The Foreign Ministry spokesperson renewed Iran's commitment to respecting the sovereignty of Iraq, in comments on the Islamic Republic's stance regarding the upcoming parliamentary elections in the neighboring Arab country.
"Evidently, we have not and will not interfere in Iraqi internal affairs, and as a friendly and neighborly country, we have spared no effort to help [the Iraqis] whenever they needed our assistance," IRNA quoted Bahram Qasemi as saying in an interview with Al-Alam news network on Monday.

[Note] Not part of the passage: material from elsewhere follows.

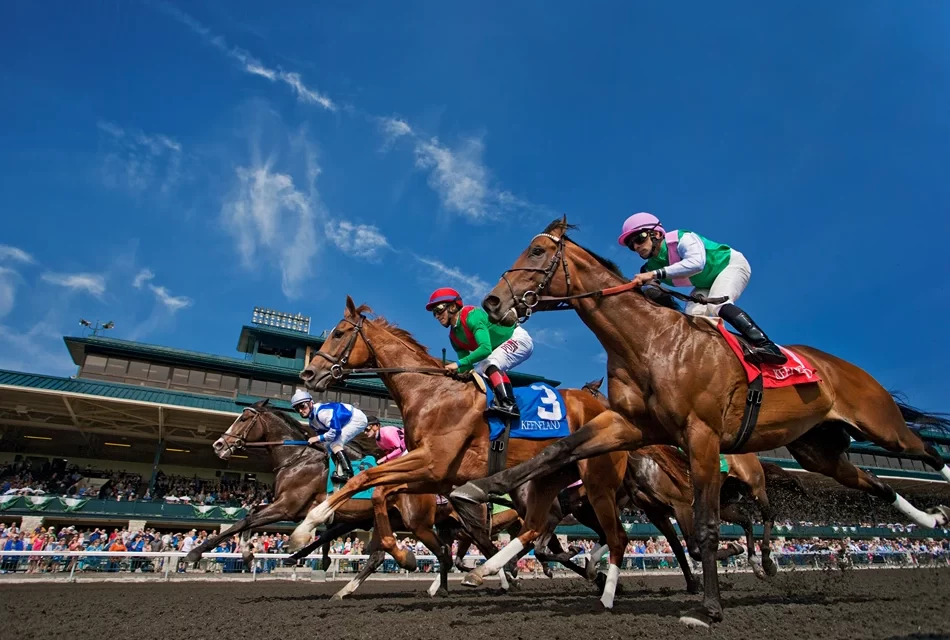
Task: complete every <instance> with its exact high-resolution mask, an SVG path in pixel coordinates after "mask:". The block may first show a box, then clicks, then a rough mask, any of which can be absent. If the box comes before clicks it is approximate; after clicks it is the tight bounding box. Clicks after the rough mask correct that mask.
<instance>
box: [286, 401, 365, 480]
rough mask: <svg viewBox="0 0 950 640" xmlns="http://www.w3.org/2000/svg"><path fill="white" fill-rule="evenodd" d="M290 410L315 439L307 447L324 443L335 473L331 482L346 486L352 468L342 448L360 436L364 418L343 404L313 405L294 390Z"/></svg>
mask: <svg viewBox="0 0 950 640" xmlns="http://www.w3.org/2000/svg"><path fill="white" fill-rule="evenodd" d="M290 404H291V406H292V407H293V408H294V409H295V410H296V411H297V413H299V414H300V417H302V418H306V419H307V420H308V422H309V424H310V428H311V429H313V430H314V431H315V432H316V433H317V435H315V436H313V437H312V438H310V440H309V442H310V444H311V445H315V444H318V443H321V442H322V443H324V444H325V445H326V447H327V449H329V450H330V453H331V454H332V455H333V459H334V460H335V461H336V471H334V473H333V477H332V478H331V480H332V481H333V482H334V483H336V484H346V481H347V480H349V479H350V478H352V477H353V466H352V465H351V464H350V459H349V458H348V457H347V456H346V450H345V449H344V446H345V445H346V443H347V442H349V441H350V440H352V439H353V438H355V437H356V436H358V435H359V434H361V433H363V431H365V430H366V425H367V423H368V421H367V419H366V414H365V413H363V412H362V411H360V410H359V409H357V408H356V407H354V406H353V405H351V404H346V403H344V402H320V403H314V401H313V396H311V395H310V394H309V393H307V392H306V391H304V390H303V389H299V390H297V392H296V393H295V394H294V396H293V398H291V400H290Z"/></svg>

Iraq's parliamentary elections, set for May 12, will be the first since the defeat of the self-styled Islamic State terrorist group.
"I believe that the vote will greatly contribute to the formation process of Iraq's new democracy and the establishment of a lasting security and sustainable economic development," Qasemi said.

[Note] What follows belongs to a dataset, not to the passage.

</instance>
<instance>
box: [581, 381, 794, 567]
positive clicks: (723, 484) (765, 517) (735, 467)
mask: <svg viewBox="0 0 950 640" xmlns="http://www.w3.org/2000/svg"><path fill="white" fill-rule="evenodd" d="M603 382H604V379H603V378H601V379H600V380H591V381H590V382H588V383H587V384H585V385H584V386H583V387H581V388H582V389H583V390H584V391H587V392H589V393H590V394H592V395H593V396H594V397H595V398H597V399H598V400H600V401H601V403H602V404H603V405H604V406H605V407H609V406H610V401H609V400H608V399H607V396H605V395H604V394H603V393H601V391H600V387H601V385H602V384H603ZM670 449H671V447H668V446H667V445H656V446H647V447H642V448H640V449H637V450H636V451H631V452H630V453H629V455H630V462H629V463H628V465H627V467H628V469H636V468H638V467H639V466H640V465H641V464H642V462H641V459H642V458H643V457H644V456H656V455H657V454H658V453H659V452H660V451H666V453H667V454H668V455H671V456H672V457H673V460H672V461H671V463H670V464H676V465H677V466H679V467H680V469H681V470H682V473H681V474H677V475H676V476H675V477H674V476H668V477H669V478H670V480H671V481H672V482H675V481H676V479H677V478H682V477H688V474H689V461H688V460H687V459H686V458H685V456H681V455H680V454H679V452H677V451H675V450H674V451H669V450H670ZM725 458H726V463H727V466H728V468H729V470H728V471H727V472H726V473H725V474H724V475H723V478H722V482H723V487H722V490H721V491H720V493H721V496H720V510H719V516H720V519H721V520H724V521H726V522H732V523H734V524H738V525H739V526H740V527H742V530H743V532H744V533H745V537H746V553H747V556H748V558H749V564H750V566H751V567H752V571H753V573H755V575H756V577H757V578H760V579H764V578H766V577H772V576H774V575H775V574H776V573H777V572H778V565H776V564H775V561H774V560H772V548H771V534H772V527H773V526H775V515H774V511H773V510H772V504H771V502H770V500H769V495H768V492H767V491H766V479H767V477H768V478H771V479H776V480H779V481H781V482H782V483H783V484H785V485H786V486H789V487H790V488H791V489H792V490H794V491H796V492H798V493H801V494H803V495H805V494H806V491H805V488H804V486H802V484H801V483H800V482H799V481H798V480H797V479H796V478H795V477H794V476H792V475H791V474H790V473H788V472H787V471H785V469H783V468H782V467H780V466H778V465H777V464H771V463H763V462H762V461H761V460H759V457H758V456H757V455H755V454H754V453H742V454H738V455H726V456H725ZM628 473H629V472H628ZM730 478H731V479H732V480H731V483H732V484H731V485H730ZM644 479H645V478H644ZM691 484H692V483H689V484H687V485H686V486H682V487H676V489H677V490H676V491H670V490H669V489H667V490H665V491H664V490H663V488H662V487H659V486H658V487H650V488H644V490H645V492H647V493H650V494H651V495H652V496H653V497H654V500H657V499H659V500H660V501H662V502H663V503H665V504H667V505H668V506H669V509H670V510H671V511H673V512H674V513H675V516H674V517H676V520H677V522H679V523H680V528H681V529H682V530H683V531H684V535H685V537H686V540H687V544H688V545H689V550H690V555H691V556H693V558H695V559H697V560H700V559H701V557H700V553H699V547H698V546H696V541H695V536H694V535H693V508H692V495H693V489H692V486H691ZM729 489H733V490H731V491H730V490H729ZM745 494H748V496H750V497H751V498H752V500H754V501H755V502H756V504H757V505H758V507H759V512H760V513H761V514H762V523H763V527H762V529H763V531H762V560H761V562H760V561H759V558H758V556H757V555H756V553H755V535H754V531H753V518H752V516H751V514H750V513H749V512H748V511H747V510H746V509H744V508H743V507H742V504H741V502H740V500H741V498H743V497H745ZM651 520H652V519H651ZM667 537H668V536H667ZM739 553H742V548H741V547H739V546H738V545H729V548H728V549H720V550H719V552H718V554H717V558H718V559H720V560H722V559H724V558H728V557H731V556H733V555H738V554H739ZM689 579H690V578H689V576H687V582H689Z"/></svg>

The May vote will decide the prime minister who will lead the country for the next four years, a position reserved for the Shia majority.
Top Contender
Incumbent Prime Minister Haider al-Abadi is seen by the analysts of having a better chance of winning another term in office, buoyed by a surge in popularity for successfully leading the war on IS militants.

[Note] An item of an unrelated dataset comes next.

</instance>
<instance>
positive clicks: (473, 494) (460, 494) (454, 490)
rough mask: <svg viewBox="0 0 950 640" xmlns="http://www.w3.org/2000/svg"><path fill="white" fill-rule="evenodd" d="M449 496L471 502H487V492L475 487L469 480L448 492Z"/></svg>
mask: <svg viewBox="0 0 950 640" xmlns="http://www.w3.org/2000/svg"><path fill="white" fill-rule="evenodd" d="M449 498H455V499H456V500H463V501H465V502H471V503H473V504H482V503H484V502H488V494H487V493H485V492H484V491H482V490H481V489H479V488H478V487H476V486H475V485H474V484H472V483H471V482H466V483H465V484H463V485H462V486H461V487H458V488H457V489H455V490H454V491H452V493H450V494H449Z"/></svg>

Among other challengers for the top executive job are former prime minister Nuri al-Maliki and Hadi al-Amiri, a former transportation minister who bolstered his clout during the war on IS.
Iran provided critical support to the Shia forces that fought alongside the Iraqi army in the war to dislodge the IS from the Arab country.
In a decree on Thursday, Abadi formalized the inclusion of Iran-backed Shia paramilitary groups in the country's security forces.
The victory over the IS militants was formally declared in December after they lost their last strongholds in Iraq and Syria, the countries whose vast swaths of territory had come under the IS control in a 2014 lightning offensive.
"The forthcoming elections could mark a turning point in the contemporary history of Iraq that has gone through years of dictatorship and war and Daesh's [atrocities]," Qasemi said, referring to the IS by another Arabic Acronym.
Iraq has suffered from decades of war. It was engaged in a war imposed by its former dictator Saddam Hussein on Iran for most of the 1980s and invaded Kuwait in 1990, leading to defeat by a US-led coalition and more than a decade of sanctions.
A US-led invasion in 2003 toppled Saddam and was followed by years of occupation, insurgency and sectarian and ethnic conflict, before the IS rise.